Pertinent portions of Section 10 of the Declaration of Rights adopted at the General Election of 1934 are viz:

"Section 10. No person shall be tried for a capital crime unless on presentment of indictment by a grand jury, and no person shall be tried for other felony unless on presentment of indictment by a grand jury or upon information under oath filed by the prosecuting attorney of the court wherein the information is filed, except as is otherwise provided in this Constitution, and except in cases of impeachment, and in cases in the militia when in active service in time of war, or which the State, with the consent of Congress, may keep in time of peace. Any person under such information, presentment or indictment for any felony not capital may be arraigned and may enter a plea in term time or in vacation, and the judgment and sentence of the court on a plea of guilty may be made and entered either in term time or in vacation . . ."

Section 10, supra, authorizes a grand jury to indict for capital crimes, and, after the presentation, the law requires that a State Attorney shall prosecute those charged with capital crimes. Our study of the record leads to the conclusion that the State Attorney below did nothing more or less than simply comply with his statutory duties. The charge *Page 132 that the last sentence of Section 932.05 clothes a State Attorney with the power to prosecute his enemies and evade the prosecution of his friends, protect the strong and persecute the weak, and otherwise grants favors to a given few — thereby establishing the inequality of the statute so as to cause it to conflict with Section 1 of the Declaration of Rights, can not be sustained by this record. It was the grand jury's duty to indict and the State Attorney's duty to prosecute those indicted. We fail to find in the record any improper action by either the grand jury or the State Attorney.
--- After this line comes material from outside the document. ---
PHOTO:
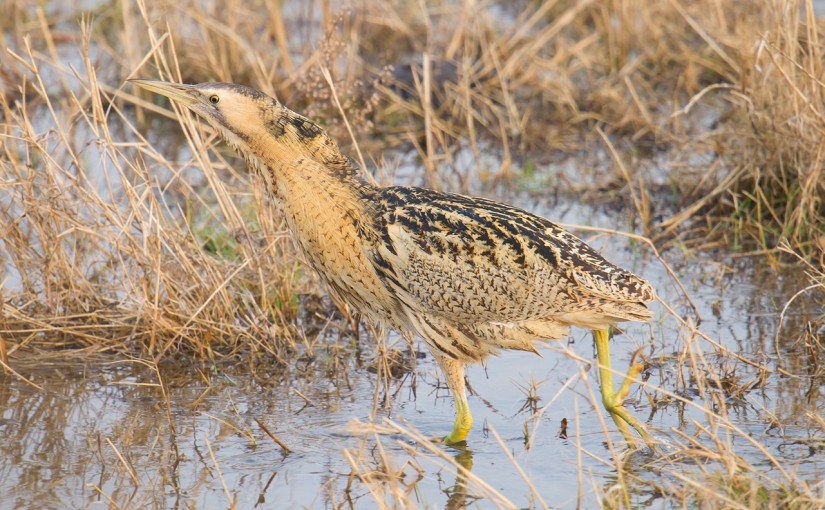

Our holding in the case of Sawyer v. State, 94 Fla. 60,113 So. 736, is a complete answer to the charge that the last sentence of Section 932.05 is unconstitutional. This Court, speaking through Mr. Justice ARMSTEAD BROWN, in part said:

". . . A person has no vested right in any particular remedy, and he cannot insist on the application to the trial of his case, whether civil or criminal, of any other than the existing rules of procedure. Statutes making changes in the remedy or procedure are always within the discretion of the law making power, and are valid so long as they do not deprive the accused of any substantial or constitutional right, or conflict with specific and applicable provisions of the Federal Constitution. A state may abolish old remedies and substitute new, or may abolish even without substitution if a reasonable remedy remains, but it cannot deny a remedy entirely. 6 R.C.L. 294-5, and cases cited."

Our ruling in Sawyer v. State, supra, is sustained by the weight of authority. In the case of Beazell v. Ohio,269 U.S. 167, 46 S. Ct. 68, 70 L. Ed. 216, the Court held: "there may be procedural changes which operate to deny to the accused a defense available under the law in force at the time of the commission of his offense, or which otherwise affects him in such a harsh manner as to fall within constitutional prohibitions." "But it is now well settled that statutory changes in the mode of trial or the rules of evidence which do not deprive the accused of a defense and which operate only in a limited and unsubstantial manner to his disadvantage are not prohibited." *Page 133

A person has no vested right in any particular remedy and cannot insist on the application to the trial of his case, whether civil or criminal, of any other than existing rules of procedure. Statutes making changes in the remedy or procedure are always within the lawmaking power and are valid so long as they do not deprive the accused of any substantial right . . . A State may abolish old remedies and substitute new ones, or may abolish without substitution if a reasonable remedy remains. See 11 Am. Jur. 1185-6, par. 357; Deeb v. State,131 Fla. 362, 179 So. 894-902; Mahood v. Bessemer Properties Incorporated, 154 Fla. 710, 18 So. 2d 775; 16 C.J.S. 1181-84, par. 589. I fail to find error in the record.